アメリカ議会の「従軍慰安婦謝罪要求決議案」に関連して

すでに各紙社説などに必要な論点はみな出ていると思いますが、一点だけ補足的に申し上げたいことがあります。それは、この問題も国際法上は韓国との国交正常化の時に「解決済み」というのがわが国の政府の立場だったにもかかわらず、なぜあの時、一歩踏み込んで官房長官談話が出されたのかという点にかかわってのことです。

日本と韓国の侵略と植民地支配にかかわる問題は、国交正常化の時に決着しているというのが、日本政府と韓国政府のお互いの了解事項です。日本はおわびの気持ちを込めて経済協力を約束する。一方、韓国国民個人の被害については、韓国政府が補償するというのが日韓関係正常化の根本であることは、両国がお互いに了解しているわけです。

日韓正常化の時には「慰安婦問題」がクローズアップされることはありませんでした。クローズアップはされなかったけれども、これも大きくは日韓基本条約のワク組みの中に含まれているというのが国際法上の事実なのだろうと思います。

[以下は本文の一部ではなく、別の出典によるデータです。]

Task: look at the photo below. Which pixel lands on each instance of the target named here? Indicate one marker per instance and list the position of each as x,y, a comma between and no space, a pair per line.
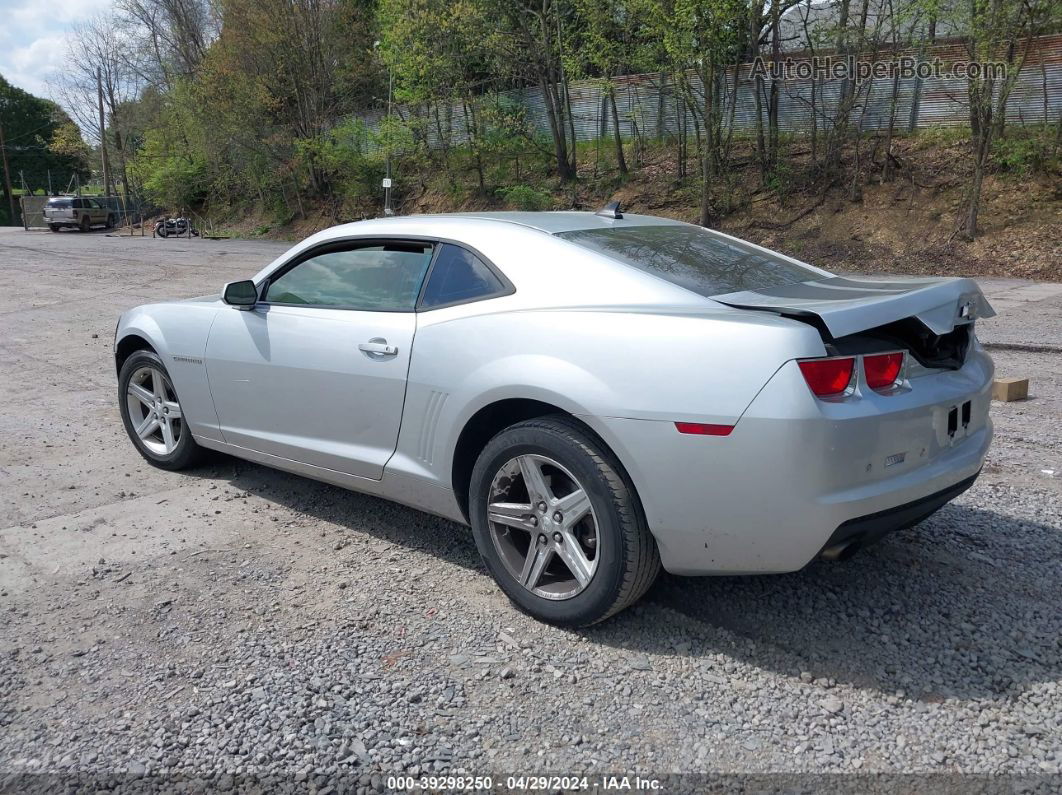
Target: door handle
378,347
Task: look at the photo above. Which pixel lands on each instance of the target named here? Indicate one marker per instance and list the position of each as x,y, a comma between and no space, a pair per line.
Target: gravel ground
237,624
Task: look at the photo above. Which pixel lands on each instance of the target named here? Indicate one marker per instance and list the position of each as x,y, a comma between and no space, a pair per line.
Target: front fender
178,332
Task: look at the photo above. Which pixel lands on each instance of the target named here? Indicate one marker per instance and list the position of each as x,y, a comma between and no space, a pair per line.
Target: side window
382,278
459,275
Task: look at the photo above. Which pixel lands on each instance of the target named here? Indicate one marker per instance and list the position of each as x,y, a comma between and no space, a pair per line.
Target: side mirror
242,294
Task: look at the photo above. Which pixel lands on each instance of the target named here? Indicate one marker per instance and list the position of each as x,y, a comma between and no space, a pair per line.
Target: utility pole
387,190
6,177
103,135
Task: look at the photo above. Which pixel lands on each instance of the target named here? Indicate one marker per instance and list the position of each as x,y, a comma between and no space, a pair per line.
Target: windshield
691,257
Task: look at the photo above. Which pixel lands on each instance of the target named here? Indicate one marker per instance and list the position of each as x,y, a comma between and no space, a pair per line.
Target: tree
612,40
990,28
30,123
527,48
701,39
97,71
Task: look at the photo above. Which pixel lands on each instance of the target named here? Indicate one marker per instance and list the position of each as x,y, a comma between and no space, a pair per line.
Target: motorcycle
180,227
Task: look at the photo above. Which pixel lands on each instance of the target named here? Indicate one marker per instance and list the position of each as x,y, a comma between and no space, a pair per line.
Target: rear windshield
691,257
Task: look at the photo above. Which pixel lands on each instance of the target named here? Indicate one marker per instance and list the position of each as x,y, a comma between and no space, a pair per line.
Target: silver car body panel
628,352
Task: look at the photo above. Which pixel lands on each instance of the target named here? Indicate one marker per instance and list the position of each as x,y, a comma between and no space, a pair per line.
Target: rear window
691,257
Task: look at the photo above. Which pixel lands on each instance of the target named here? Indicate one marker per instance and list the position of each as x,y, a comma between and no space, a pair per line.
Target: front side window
458,276
381,278
692,258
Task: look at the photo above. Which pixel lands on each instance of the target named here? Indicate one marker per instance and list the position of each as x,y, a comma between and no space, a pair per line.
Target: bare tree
97,75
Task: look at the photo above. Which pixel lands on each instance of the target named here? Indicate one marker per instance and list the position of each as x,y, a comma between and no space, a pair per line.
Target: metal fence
651,106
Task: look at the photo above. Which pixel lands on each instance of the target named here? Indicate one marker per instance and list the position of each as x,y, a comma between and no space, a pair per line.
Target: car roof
559,221
550,222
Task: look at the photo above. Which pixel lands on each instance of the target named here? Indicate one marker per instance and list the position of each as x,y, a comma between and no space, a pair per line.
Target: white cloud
32,38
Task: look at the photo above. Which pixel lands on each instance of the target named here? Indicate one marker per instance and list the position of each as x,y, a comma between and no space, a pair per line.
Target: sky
32,38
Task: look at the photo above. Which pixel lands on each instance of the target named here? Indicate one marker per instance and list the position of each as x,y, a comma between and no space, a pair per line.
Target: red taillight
883,369
827,377
704,429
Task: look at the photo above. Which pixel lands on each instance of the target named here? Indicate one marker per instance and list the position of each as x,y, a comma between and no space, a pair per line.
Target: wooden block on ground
1010,389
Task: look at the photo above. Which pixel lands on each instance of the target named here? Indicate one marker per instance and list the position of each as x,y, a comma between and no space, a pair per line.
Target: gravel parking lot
237,621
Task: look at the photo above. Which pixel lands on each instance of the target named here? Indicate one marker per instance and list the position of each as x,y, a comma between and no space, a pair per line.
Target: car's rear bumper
855,534
768,497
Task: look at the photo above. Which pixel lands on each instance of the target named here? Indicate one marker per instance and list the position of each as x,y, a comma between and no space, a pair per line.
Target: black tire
628,560
187,452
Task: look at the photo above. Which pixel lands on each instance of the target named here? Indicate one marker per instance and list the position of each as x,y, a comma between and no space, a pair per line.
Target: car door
315,372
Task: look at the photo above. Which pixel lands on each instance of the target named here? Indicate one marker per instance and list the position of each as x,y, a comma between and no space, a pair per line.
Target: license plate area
956,422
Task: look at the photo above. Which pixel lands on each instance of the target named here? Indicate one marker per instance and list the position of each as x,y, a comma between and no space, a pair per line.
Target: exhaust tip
841,551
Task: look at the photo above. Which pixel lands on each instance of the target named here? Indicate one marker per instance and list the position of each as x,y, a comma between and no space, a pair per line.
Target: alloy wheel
543,526
154,411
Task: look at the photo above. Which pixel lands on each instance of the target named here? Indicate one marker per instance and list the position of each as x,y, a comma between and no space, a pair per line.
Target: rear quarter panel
702,366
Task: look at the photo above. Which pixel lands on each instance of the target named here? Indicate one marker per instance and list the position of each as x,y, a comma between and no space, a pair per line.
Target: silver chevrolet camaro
596,394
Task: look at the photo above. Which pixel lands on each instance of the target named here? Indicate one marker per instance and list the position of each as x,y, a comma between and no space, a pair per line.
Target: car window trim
507,287
342,243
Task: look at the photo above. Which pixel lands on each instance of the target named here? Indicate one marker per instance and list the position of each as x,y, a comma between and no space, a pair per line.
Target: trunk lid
846,306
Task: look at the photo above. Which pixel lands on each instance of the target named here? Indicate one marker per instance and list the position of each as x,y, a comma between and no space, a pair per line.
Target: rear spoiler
846,306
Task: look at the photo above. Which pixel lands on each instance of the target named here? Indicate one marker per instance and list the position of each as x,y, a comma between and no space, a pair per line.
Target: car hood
846,306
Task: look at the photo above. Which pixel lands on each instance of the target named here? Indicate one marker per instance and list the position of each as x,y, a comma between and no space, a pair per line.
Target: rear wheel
152,414
559,524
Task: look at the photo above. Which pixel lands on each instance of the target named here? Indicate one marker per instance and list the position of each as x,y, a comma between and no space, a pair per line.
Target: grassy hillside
905,225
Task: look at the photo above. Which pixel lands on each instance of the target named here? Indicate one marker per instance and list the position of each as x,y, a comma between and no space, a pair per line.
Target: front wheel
559,524
152,414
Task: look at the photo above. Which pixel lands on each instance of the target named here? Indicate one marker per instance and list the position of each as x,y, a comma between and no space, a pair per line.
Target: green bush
1022,155
173,180
526,197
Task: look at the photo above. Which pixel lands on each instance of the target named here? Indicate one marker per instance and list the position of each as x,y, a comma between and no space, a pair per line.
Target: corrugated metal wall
650,105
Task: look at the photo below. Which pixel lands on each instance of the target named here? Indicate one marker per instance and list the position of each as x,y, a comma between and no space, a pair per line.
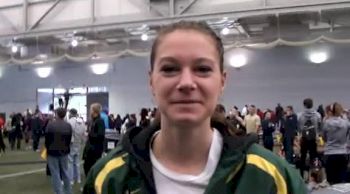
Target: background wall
280,75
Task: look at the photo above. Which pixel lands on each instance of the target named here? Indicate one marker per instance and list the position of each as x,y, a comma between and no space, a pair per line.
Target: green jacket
244,168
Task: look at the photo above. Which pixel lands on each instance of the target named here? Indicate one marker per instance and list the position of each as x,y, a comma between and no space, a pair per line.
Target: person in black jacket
94,146
36,127
57,141
289,131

しかし、宮沢内閣の頃、被害に遭われた女性たちが次々に名乗り出られてわが国の政府に謝罪と補償を求められて大問題になる。日本側の一部には「それならどうして日韓正常化の時に名乗り出て主張しなかったのか。もう決着していることを後出しのように言われても」という反応があったのも事実です。法律論だけで言えば、そういう理屈も一概には否定できない。

しかし、一方で韓国は日本以上に儒教倫理の極めて厳しいお国柄ですから、若い頃にはそんな酷い目に遭ったという話しをすることは、恥ずかしいし、差別される恐れもあるし言い出せなかったというのは真実だと思います。しかし、もう高齢になり、この世を去る前に、やっぱり人間として、真実を告白し、あんな酷い目に遭わせた人々に謝罪のひと言も言わせなければ死んでも死にきれないという気持ちを表されたに違いない。これは、ちょっと想像力を働かせればわかることです。

こどもが遊びの中で言う言葉に「ゴメンで済めば警察いらない」というのがありますが、この場合は「国際法だけの話しですませるなら政治家はいらない」という場面だったと思います。法律的には決着済みでも、目の前に血の叫び、魂の叫びがある。そして、冷戦終焉後の日本にとって、隣国である韓国との関係はこれからたいへん重要になってくることは目に見えている。日本国民と韓国国民が、これから良い関係を築いていこうと言うときに、この問題についても韓国の人々がどういう気持ちでいるか、日本政府に対してどういう態度をとってほしいと思っているのかを無視して前に進めるわけがない。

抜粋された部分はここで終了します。